Он плохо представлял себе, как пройдет и десяток шагов. Но, впрочем, как-нибудь справится. Надо – значит надо.
Они начали продвигаться по коридору. Селина несла в руке факел.
– Ну а теперь расскажите, – ровным тоном, в котором еле-еле теплился огонек смешинки, заговорила она, – отчего лекардийский посол в минуту опасности использует чисто монтарийские ругательства?
Винсент усмехнулся сквозь гримасу боли, мгновение назад исказившую его лицо, но, к счастью, не попавшую под свет факела.
– Непременно расскажу, – согласился он, – но только при условии, что получу ответное объяснение. Где дочь линзорийского герцога научилась так ловко распознавать ругательства?
Селина засмеялась. В своем стиле – тихо и сдержанно, – но все равно это был первый раз, когда он видел ее смеющейся.
– В детстве я много общалась со своими кузенами, – ничуть не смущенно призналась девушка. – Они сочли своим долгом научить меня подобным вещам. Я дала свой ответ, теперь ваша очередь.
– Я много лет жил в Монтарии, – правдиво ответил Винсент. – Должно быть, тамошние ругательства пришлись мне по душе.
– По мне, так лекардийские более выразительны, – заметила Селина таким тоном, словно рассуждала о роли образа единорога в изобразительном искусстве Линзории. – Впрочем, должно быть, это из области вкусов. Вы очень сильно хромаете. – Нахмурившись, она резко остановилась. – Давайте я вам помогу. Обопритесь на меня.

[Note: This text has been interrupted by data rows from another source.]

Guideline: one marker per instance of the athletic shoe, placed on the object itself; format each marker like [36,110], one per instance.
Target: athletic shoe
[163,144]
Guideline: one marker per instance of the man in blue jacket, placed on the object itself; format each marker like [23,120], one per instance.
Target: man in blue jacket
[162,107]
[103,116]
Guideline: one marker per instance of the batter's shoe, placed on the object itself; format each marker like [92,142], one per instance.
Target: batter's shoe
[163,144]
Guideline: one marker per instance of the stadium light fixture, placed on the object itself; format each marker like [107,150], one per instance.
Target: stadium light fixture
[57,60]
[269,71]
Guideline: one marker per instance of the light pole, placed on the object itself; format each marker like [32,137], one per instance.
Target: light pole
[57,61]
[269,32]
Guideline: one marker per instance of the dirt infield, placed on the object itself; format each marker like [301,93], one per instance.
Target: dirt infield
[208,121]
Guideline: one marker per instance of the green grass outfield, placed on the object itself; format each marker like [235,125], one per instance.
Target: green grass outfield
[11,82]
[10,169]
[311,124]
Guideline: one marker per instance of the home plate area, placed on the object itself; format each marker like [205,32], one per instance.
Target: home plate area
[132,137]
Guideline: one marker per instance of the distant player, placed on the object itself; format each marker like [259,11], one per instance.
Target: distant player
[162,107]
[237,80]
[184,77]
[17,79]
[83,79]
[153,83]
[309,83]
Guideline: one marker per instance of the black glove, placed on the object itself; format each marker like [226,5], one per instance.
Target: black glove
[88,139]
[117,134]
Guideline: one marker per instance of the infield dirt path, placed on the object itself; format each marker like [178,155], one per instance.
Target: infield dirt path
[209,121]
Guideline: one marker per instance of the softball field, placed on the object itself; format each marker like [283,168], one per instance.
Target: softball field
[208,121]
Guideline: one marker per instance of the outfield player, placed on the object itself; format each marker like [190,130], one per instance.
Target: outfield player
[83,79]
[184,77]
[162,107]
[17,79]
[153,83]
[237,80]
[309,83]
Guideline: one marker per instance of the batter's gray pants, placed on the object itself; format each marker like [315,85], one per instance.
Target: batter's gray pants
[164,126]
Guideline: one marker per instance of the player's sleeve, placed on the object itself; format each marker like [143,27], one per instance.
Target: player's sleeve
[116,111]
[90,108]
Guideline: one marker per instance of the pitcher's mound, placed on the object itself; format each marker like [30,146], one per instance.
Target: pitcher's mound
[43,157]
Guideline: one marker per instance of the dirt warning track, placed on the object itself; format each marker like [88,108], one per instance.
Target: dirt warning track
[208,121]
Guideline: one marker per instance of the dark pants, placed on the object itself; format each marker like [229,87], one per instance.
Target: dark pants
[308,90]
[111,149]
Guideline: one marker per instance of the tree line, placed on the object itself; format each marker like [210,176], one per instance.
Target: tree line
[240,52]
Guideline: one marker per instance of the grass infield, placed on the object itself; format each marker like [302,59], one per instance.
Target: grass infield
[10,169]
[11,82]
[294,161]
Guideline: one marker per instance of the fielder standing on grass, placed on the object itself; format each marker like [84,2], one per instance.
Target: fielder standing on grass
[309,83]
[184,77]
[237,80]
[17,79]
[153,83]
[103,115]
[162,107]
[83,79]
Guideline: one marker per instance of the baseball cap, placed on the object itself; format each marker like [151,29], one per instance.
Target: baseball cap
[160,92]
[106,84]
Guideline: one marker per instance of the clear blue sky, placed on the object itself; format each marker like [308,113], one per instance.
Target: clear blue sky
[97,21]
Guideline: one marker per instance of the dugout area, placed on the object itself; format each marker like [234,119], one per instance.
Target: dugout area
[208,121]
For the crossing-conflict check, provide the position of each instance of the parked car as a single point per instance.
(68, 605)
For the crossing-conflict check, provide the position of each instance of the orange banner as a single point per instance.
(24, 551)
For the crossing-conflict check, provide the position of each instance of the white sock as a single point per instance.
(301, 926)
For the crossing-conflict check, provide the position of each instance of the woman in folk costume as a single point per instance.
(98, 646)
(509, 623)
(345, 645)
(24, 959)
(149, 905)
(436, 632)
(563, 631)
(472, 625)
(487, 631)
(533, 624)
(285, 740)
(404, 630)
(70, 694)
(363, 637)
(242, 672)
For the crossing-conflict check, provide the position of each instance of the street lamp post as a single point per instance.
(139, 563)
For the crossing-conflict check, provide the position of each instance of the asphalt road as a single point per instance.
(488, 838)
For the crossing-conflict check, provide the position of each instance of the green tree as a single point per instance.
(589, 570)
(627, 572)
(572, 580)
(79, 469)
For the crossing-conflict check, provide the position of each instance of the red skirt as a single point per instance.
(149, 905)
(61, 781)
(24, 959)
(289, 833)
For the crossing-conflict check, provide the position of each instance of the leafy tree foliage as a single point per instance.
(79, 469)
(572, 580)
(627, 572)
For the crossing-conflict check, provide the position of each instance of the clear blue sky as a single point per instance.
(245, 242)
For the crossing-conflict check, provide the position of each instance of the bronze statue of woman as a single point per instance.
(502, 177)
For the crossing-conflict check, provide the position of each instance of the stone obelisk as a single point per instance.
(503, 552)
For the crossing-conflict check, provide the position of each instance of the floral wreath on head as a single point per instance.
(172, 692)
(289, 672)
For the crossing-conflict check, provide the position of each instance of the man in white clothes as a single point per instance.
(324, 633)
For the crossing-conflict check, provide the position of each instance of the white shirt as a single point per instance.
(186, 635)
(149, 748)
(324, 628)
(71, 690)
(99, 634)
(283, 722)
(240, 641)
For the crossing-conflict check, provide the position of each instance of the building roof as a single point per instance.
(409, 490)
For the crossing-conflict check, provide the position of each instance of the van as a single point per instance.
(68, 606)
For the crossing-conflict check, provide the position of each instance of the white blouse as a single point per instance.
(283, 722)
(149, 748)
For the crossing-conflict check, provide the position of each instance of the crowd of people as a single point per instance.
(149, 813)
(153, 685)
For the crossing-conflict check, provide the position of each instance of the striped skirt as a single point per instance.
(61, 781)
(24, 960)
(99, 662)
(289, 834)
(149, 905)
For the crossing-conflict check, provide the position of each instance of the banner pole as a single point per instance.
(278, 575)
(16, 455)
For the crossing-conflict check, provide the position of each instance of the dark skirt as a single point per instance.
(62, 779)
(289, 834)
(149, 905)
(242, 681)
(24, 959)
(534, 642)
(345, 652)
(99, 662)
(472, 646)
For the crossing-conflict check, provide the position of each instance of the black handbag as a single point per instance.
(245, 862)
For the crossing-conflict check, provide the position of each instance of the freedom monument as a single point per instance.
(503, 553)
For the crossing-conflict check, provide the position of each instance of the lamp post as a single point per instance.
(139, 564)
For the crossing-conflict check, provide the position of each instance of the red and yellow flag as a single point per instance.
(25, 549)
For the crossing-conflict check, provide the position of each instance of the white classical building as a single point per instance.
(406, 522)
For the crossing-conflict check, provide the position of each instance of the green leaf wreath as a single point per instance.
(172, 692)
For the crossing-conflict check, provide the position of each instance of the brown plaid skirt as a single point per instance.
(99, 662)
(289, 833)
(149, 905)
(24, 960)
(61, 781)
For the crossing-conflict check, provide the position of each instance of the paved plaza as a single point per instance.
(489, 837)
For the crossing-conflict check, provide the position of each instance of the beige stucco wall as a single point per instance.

Переложив факел в левую руку, правой она обхватила спину Винсента. М-да, это даже хорошо, что он скрипит зубами от боли. Это не позволяет полностью сосредоточиться на близости Селины. В противном случае он бы не смог за себя поручиться. И, сто пудов, наплевал бы на все возможные последствия. Впрочем, при других обстоятельствах она и не подошла бы так близко.
Однако Селина почти сразу же остановилась и, хмурясь, опустила факел, приближая его к ноге Винсента.
– Поосторожнее, – прохрипел он, торопясь облокотиться о стену. В сравнении с исходившим от факела жаром она казалась совсем холодной. – Вы меня подожжете.
– Еще немного – и с вами больше нечего будет делать, – возмущенно заявила Селина. – Ну ладно, я в темноте не разглядела, но вы-то почему мне не сказали, насколько глубокая у вас рана?
– Я тоже в темноте не разглядел, – отозвался Винсент.
Юмора девушка не оценила. Поднятые к воину глаза сверкнули возмущением.
– Так вы никуда не дойдете, – объявила она. – Вы же истечете кровью! Как вы вообще передвигались до сих пор?
– Надо же было как-то передвигаться.
– Сядьте! – Сейчас ее голос звучал повелительно. – Сядьте и вытяните ногу. Дайте ей отдых.
Повелительного тона в обращении к себе Винсент не любил. Слишком часто ему доводилось слышать такой тон от отца в давно оставленном доме. Но ее забота Воину льстила; к тому же он действительно держался на ногах из последних сил.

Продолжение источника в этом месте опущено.